# Siemens FU SED2 an Profibus



## sailor (5 August 2009)

Hallo, 
hat von euch schon mal wer was mit FU Siemens SED2 zu tun gehabt?
Die sind speziell für Lüftungs/Klimaanlagen. Ich möchte diese an an Profibus anbinden.
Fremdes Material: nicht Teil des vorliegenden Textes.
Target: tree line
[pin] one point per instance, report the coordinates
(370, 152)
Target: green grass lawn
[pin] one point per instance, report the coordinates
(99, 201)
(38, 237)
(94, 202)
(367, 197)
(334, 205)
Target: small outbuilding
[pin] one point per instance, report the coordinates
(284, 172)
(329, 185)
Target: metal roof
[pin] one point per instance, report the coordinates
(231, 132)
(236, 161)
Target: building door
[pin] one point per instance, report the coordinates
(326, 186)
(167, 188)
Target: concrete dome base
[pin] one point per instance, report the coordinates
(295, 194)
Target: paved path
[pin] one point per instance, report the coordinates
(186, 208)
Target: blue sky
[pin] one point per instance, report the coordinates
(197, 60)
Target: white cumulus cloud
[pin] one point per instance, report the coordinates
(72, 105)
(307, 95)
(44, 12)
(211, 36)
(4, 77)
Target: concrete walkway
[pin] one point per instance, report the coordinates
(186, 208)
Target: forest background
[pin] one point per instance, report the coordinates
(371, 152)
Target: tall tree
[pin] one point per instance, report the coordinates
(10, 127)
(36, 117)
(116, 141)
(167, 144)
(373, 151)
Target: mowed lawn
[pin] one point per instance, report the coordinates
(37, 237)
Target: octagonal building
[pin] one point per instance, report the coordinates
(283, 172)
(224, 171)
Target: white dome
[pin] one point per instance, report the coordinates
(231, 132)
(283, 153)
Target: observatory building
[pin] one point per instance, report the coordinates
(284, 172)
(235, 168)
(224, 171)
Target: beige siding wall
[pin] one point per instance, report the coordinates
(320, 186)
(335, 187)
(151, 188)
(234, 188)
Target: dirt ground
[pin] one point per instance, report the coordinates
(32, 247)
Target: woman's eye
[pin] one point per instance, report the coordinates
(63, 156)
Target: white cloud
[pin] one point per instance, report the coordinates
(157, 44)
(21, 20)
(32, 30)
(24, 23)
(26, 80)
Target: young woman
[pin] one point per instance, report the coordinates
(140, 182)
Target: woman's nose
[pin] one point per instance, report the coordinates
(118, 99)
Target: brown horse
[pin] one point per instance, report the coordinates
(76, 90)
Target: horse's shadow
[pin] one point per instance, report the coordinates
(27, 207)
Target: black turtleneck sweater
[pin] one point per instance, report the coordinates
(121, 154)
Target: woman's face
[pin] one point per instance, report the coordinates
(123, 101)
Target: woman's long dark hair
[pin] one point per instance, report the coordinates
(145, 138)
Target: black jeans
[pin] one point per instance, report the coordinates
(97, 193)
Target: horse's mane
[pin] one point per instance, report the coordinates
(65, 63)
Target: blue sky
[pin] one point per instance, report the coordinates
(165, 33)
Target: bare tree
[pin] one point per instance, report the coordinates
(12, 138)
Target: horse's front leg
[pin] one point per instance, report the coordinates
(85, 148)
Die Schnittstelle ist die gleiche, aber ich weiss nicht, wo ich die GSD-Datei dazu finde.


----------



## M_K (5 August 2009)

Hallo,

für die SED 2 FUs gibts keine GSD-Dateien, da diese Geräte keine Profibus-Schnittstelle haben.

Die können nur LON, USS, P1 (SBT) und N2 (JCI)

Grüße
Michael


----------



## sailor (6 August 2009)

Hallo M_K,
Aber es gibt doch als Option dafür die Profibusanschaltung.


----------



## M_K (6 August 2009)

Die Profibus-Anschaltung gibt es nur für den Micromaster.

Diese wird von der Firmware der SED 2 FUs laut SBT aber nicht unterstützt.

Grüße
Michael


----------



## MSB (6 August 2009)

@M_K
Also laut diesem Dokument:
http://www.eci.siemens.com/marketpl...456876&sdc_bcpath=1000000000003.s_0,&sdc_m4r=
ist die MM4 Profibus-Baugruppen also Option bei den SED2 gelistet (als Zubehör).

Auch im Handbuch:
http://www.eci.siemens.com/marketpl...561793&sdc_bcpath=1000000000003.s_0,&sdc_m4r=
ist Profibus erwähnt.

Da es sich um die gleiche PB-Baugruppe handelt, ist es auch nicht so unwahrscheinlich,
das die GSD-Datei vom Micromaster4 funktioniert.

Mfg
Manuel


----------



## it-fan (24 August 2009)

Die Profibus-Anschaltung für die MM4 sind auch im SED2 betreibbar.
Es funktioniert die GSD-Datei für den MM440 mit bestellnummer 6ES6400-1PB00-0AA0.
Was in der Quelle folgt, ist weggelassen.